Now we create a symbolic link in /service that points to ~/service,
I named it webapp. As soon as Daemontools sees this link, it should
happen immediately, it runs the run script. We can use the svstat
utility to monitor the process' uptime:
# ln -s ~/service /service/webapp
# svstat /service/*
/service/webapp: up (pid 12078) 5 seconds
If manage.py dies it will restart automatically within a second!
Whenever we want to restart the FastCGI process we simply kill it:
# kill 12078
<process is restarted by svnscan>
You do this every time you update your code.

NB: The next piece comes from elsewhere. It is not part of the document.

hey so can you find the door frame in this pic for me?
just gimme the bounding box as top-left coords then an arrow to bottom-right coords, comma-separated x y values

We give manage.py a host name and port number. These values should
match whatever your webserver expects. Since I'm using lighttpd to power
RSSEpisodes I have something like this in my lighttpd.conf:
fastcgi.server = (
"/django.fcgi" =>
((
"host" => "127.0.0.1",
"port" => 3333,
"check-local" => "disable",
))
)
alias.url += (
"/media/" => "/path/to/django/contrib/admin/media/",
)
url.rewrite-once = (
"^(/media.*)$" => "$1",
"^(/.*)$" => "/django.fcgi$1",
)
That was all. Now that my Django process is securly monitored I can
investigate what caused the downtime in the first place.